Now when I’m talking super low-budget, I’m talking under fifty grand.  I haven’t been able to find out how much Unfriended cost, but Paranormal Activity was budgeted at $15,000 and The Blair Witch Project was at $22,500, and it probably got that high because it was shot on film and not digital.

For the life of me, I can’t remember a comedy, drama or another genre movie on a similar scale getting a major release.  I’m sure it has, but I just don’t know what flick that could be.

Maybe horror movies on the cheap are effective because these movies with the stark, found footage effect lends realism to that which is clearly fantasy.  Perhaps studios figure that once they found something that worked (The Blair Witch Project), why not try to cash in again?  It’s the model of the franchise concept, but then, most franchise movies (Captain America, The Hunger Gamescost hundreds of millions of dollars – these movies cost less than most cars.  The combined budget of these three movies is probably not enough cash to feed everyone who worked on the new Avengers movie.

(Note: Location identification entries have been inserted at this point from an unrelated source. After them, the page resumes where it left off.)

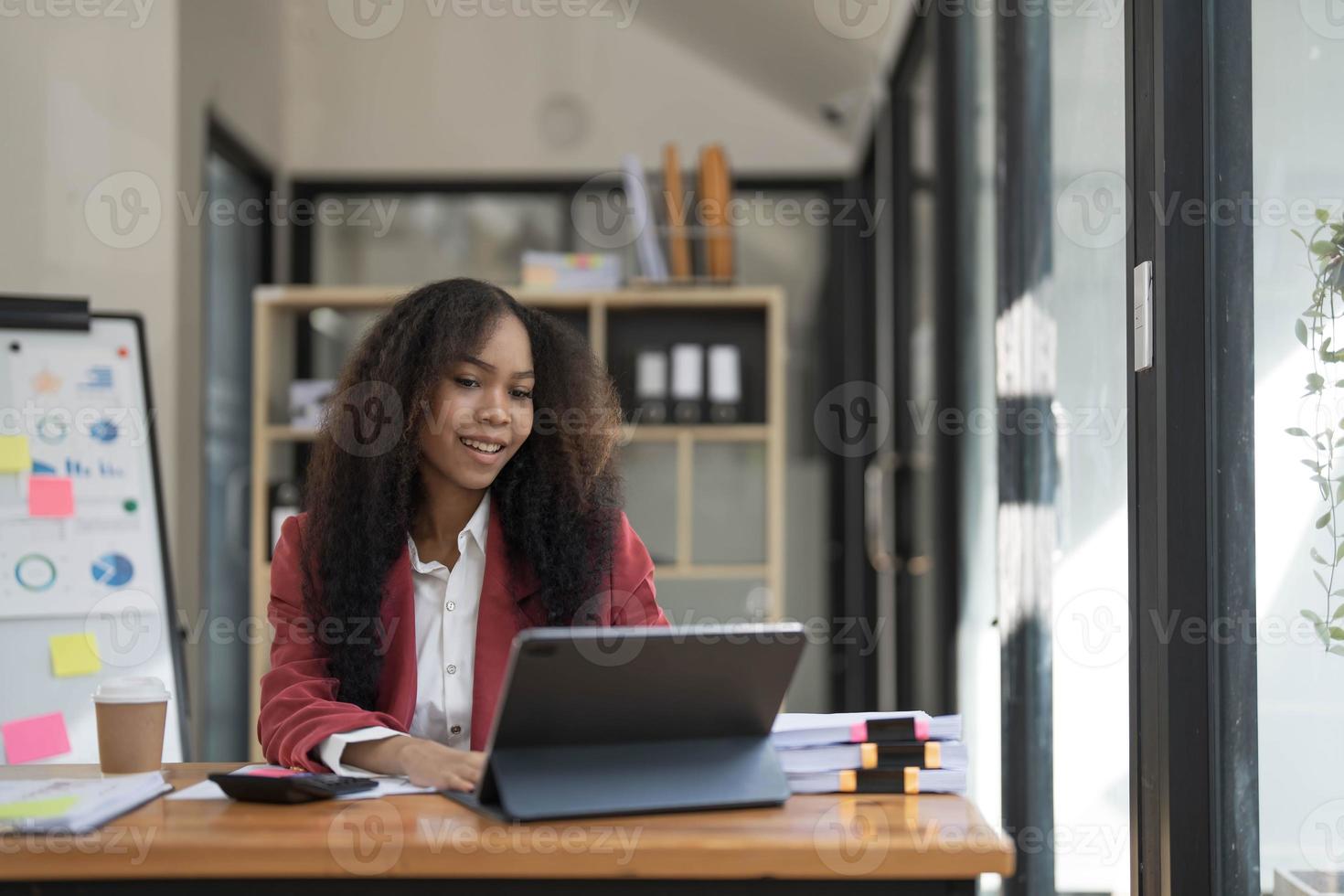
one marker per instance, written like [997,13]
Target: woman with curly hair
[463,489]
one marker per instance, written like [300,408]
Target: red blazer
[299,707]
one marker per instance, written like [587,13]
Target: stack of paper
[875,752]
[74,805]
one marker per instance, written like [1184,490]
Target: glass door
[1298,281]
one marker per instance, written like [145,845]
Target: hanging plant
[1316,331]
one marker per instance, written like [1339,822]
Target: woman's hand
[426,763]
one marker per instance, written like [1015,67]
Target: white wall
[123,96]
[449,96]
[88,100]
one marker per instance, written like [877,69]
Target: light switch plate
[1143,317]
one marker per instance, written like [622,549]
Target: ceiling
[824,59]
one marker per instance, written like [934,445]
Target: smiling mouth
[483,448]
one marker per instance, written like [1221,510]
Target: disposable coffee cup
[131,710]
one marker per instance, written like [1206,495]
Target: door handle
[882,466]
[880,557]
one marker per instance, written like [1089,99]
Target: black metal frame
[223,143]
[1194,793]
[1026,475]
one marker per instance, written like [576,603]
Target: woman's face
[481,412]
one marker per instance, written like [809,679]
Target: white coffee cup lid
[131,689]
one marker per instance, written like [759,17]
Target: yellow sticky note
[14,454]
[37,807]
[74,655]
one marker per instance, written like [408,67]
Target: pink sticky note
[35,738]
[51,496]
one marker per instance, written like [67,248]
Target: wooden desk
[809,845]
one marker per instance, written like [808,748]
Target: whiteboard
[80,402]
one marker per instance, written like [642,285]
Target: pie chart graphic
[112,570]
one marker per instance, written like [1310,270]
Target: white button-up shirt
[446,604]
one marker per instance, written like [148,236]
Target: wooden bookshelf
[279,308]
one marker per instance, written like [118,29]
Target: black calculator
[302,787]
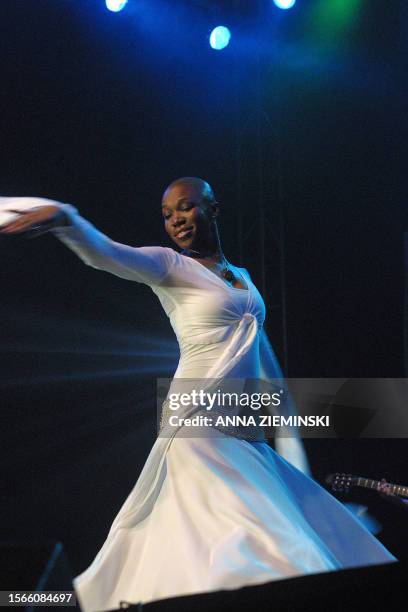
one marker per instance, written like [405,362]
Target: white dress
[215,512]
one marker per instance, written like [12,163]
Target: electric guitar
[343,482]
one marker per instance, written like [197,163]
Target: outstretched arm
[147,265]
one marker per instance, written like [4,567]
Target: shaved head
[198,186]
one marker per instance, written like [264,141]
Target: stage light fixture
[220,37]
[115,5]
[284,4]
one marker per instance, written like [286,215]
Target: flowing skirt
[217,513]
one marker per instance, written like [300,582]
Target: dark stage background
[103,110]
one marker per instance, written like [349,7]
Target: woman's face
[188,218]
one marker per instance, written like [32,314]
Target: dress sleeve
[148,264]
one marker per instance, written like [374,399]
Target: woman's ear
[216,209]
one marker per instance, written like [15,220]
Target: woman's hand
[43,217]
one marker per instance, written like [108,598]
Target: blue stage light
[284,4]
[220,37]
[115,5]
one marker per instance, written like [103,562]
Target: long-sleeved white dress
[210,512]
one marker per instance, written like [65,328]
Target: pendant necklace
[226,271]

But maybe it’s not the realism that makes found footage movies attractive to studios; maybe it’s just a simple matter of the movie being cheap and they feel like the audience won’t know the difference.  Film is a visual art form and sometimes, an ugly image can be effective, but Paranormal Activity is grainy as hell.  (The image generally looks like crap.)  Unfriended looks like they actually filmed it using Skype…  Universal wants me to shell out $12 bucks for that?

As a filmmaker, you do whatever you can to get your movie made.  You do your best to tell your story with the tools (and money) at your disposal.  I can’t imagine you expect your work to end up in a multiplex (I sure don’t) and maybe we shouldn’t treat it that way.

I just get the feeling that buying movies like these three is a better deal for the studios than giving Marlon Wayans $24 million to make another A Haunted House movie.  But it’s probably not a better deal for the audience.

About Jamie Insalaco

Jamie Insalaco is the author of, and editor in chief of

Posted on January 20, 2015, in movie review and tagged , , , , , , , , , . Bookmark the permalink. Leave a comment.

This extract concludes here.